Tale incertezza originaria, peraltro, non è venuta meno a seguito della istruttoria che, quanto al danno non patrimoniale da perdita della relazione parentale, consente di individuare ed accertare i fatti rilevanti ai fini della applicazione dei criteri di “aestimatio” del danno, ma non fornisce anche specifiche indicazioni sulla quantificazione dello stesso, con la conseguenza che il richiamo della clausola di salvaguardia di cui all’atto di citazione, effettuato in sede di precisazioni delle conclusioni in primo grado, manteneva la sua originaria giustificazione volta a consentire al Giudice di procedere alla valutazione estimatoria senza apposizione di vincoli limitativi.
La Corte d’appello non si è attenuta ai principi di diritto enunciati dalla giurisprudenza di legittimità incorrendo nel vizio di falsa applicazione dell’art. 112 c.p.c. censurato con il motivo di ricorso.
Il ricorso deve essere accolto, con conseguente cassazione in parte qua della sentenza impugnata.

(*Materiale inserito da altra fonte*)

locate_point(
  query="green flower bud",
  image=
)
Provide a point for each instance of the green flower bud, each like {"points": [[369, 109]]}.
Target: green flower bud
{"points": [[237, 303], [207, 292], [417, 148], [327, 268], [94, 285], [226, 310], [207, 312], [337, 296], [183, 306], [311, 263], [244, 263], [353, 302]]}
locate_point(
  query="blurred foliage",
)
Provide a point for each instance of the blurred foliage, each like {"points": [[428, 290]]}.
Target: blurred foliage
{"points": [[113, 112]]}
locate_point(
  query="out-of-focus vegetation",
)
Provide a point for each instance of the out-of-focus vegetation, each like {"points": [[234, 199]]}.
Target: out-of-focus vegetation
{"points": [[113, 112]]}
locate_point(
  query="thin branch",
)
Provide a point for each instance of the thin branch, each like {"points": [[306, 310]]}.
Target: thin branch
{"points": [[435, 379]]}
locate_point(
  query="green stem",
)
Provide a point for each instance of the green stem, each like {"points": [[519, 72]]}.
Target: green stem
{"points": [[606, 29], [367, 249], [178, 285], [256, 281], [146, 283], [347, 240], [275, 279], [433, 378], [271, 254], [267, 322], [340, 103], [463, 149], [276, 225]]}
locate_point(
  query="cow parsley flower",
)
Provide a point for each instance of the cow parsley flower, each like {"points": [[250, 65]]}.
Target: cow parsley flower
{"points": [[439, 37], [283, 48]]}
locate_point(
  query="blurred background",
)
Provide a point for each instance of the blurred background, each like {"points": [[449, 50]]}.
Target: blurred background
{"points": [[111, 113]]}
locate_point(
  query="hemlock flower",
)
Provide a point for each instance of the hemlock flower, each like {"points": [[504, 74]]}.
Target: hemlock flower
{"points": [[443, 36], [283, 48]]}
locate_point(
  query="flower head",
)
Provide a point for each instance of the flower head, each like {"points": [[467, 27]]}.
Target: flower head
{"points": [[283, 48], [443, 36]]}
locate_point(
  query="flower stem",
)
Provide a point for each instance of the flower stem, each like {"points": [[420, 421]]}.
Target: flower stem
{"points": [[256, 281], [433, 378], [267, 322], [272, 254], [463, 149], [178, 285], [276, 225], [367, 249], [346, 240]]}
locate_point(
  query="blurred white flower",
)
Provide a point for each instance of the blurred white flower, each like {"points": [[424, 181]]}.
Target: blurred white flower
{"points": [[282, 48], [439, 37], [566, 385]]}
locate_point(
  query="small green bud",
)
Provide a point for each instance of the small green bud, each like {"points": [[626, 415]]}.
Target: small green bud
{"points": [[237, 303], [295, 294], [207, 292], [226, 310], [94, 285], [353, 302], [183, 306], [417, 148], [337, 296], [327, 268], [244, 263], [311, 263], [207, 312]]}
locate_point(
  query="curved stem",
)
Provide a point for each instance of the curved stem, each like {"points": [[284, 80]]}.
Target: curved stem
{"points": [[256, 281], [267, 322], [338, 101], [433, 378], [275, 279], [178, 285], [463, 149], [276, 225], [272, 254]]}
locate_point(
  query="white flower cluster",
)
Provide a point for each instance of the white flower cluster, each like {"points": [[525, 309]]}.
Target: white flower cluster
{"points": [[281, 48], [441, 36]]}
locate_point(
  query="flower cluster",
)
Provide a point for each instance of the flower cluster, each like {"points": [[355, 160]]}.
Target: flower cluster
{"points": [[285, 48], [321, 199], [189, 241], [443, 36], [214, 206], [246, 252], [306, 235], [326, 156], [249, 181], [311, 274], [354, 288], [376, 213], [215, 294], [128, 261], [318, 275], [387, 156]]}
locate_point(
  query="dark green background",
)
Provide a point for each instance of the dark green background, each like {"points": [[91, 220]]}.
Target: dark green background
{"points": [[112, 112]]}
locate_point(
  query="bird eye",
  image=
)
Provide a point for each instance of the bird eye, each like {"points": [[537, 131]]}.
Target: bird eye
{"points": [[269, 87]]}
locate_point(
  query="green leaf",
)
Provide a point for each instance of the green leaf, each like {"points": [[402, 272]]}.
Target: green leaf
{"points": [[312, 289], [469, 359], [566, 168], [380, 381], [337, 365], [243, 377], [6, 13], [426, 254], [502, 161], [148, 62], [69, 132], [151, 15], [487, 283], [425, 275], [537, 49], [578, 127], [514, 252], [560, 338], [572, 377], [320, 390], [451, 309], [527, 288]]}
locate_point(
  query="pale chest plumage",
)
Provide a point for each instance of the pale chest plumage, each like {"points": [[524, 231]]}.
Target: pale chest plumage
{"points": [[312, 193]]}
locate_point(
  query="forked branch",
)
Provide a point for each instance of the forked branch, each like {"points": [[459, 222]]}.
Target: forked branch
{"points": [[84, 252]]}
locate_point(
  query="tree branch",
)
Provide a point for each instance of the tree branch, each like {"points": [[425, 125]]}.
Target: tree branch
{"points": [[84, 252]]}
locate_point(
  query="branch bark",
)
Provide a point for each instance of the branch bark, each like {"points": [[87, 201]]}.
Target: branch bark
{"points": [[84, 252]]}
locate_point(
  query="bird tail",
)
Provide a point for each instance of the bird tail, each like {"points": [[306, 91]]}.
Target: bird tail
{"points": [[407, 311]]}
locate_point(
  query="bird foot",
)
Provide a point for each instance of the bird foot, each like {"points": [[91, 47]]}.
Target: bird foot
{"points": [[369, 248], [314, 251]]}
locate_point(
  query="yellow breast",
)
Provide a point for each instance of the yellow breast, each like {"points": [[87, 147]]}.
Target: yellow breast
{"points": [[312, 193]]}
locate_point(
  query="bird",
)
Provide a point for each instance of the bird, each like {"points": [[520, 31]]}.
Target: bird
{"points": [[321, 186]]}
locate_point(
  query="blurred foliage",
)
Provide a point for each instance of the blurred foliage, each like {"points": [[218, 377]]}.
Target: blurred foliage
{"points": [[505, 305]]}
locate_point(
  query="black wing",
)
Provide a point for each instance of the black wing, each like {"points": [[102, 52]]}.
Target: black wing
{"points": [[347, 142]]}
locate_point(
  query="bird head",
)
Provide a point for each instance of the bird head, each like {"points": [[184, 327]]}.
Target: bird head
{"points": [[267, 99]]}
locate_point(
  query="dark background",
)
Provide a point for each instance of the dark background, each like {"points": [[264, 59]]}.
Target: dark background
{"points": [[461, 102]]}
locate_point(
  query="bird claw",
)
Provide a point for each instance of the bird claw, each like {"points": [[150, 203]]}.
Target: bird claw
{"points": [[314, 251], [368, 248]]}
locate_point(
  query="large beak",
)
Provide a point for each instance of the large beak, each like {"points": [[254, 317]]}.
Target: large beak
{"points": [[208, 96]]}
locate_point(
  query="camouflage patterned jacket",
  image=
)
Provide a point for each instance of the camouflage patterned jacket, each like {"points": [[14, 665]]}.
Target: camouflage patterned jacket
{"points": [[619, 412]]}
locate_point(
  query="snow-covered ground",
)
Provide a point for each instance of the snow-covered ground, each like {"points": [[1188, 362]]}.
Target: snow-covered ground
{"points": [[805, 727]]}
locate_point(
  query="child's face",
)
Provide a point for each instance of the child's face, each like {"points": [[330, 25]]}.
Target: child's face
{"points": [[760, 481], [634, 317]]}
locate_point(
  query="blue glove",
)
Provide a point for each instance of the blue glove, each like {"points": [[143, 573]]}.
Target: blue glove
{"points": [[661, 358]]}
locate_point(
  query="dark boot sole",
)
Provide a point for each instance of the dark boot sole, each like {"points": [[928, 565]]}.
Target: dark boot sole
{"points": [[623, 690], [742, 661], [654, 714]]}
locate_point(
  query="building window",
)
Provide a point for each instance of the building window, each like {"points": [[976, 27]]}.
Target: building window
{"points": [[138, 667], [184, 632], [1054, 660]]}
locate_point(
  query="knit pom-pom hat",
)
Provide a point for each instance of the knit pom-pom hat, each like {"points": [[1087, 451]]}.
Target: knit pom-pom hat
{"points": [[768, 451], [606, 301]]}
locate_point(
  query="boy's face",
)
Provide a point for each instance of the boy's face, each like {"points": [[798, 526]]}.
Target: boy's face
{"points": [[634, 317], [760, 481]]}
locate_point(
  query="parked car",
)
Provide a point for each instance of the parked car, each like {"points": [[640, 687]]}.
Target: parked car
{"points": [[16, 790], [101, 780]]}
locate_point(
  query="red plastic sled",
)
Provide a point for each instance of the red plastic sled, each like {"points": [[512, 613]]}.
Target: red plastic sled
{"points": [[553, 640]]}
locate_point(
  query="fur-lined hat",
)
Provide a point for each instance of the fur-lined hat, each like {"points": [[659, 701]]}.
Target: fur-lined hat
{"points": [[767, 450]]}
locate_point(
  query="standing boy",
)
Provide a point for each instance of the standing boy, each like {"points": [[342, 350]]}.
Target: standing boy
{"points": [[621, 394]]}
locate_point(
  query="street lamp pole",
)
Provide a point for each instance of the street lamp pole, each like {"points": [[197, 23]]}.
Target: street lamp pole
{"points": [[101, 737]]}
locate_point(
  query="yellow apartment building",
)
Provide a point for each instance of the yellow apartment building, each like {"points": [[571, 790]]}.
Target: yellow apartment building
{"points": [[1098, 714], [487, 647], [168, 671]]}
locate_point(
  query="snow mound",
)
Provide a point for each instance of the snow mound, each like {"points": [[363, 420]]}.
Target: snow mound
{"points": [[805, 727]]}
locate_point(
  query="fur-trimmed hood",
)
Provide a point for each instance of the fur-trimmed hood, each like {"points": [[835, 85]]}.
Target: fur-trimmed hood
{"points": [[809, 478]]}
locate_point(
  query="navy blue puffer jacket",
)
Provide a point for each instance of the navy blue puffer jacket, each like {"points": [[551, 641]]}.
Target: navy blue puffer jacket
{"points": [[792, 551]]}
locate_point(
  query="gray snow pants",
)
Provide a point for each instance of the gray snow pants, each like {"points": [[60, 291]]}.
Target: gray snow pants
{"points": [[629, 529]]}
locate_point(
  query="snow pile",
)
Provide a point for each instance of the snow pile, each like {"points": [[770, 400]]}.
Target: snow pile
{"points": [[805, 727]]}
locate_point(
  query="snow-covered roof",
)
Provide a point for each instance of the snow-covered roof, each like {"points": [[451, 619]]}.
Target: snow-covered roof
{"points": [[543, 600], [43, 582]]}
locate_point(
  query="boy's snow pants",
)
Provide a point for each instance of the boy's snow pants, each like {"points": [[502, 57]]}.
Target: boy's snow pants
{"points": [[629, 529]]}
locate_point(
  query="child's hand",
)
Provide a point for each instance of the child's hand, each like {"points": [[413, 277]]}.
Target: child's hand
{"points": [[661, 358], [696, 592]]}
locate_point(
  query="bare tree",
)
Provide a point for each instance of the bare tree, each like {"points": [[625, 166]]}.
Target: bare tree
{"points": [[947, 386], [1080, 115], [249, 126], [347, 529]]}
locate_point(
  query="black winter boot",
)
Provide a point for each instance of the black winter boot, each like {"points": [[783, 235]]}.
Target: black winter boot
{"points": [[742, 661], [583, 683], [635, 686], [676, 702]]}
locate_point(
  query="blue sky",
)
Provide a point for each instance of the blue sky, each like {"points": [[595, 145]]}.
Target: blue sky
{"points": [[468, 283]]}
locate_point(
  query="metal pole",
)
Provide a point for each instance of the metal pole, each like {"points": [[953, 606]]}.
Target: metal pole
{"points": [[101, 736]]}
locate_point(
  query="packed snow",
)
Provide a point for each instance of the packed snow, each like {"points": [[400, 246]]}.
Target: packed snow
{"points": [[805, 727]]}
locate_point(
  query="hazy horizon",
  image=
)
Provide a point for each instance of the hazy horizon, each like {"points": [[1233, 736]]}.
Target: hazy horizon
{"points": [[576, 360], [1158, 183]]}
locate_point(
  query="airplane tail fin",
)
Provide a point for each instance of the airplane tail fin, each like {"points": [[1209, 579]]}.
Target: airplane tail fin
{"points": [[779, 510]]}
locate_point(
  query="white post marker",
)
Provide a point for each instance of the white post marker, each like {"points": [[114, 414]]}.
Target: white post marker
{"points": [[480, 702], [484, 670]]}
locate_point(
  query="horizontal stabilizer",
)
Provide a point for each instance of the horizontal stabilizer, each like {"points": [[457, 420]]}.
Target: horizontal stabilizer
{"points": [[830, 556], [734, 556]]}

Non occorrendo procedere ad ulteriori accertamenti in fatto, la causa può essere decisa da questa Corte con il rigetto dell’appello principale proposto da TORO Assicurazioni s.p.a. e dell’appello incidentale, relativamente al sesto motivo di gravame, proposto da D.F. e Fr. (essendo stato fatto valere con le impugnazioni principale ed incidentale il medesimo vizio di ultrapetizione della decisione di primo grado, posto a fondamento della statuizione della sentenza cassata), e condanna l’appellante principale e gli appellanti incidentali alla rifusione, in favore di D.N.M.S. delle spese relative al grado di appello, liquidate in Euro 8.000,00 per compensi, oltre accessori di legge.
Rilevato che la notifica del ricorso anche ad altri soggetti che hanno assunto la qualità di parti in grado di appello, ma nei confronti dei quali la D.N. non ha proposto domande, deve intendersi effettuata esclusivamente ai fini della mera “denuntiatio litis”, Condanna la parte resistente Generali Italia s.p.a. e gli intimati Do.Fr. e F. , in solido, alla rifusione delle spese del giudizio di legittimità, liquidate in dispositivo.
P.Q.M.
accoglie il motivo di ricorso e cassa la sentenza impugnata in relazione al motivo accolto.
Decidendo nel merito, rigetta l’appello principale proposto da TORO Assicurazioni s.p.a. e l’appello incidentale, relativamente al sesto motivo di gravame, proposto da D.F. e Fr. , e condanna l’appellante principale e gli appellanti incidentali, in solido, alla rifusione, in favore di D.N.M.S. delle spese relative al grado di appello, liquidate in Euro 8.000,00 per compensi, oltre accessori di legge.
Condanna Generali Italia s.p.a., Do.Fr. e F. , in solido, al pagamento in favore della ricorrente, delle spese del giudizio di legittimità, che liquida in Euro 5.000,00 per compensi, oltre alle spese forfettarie nella misura del 15 per cento, agli esborsi liquidati in Euro 200,00, ed agli accessori di legge.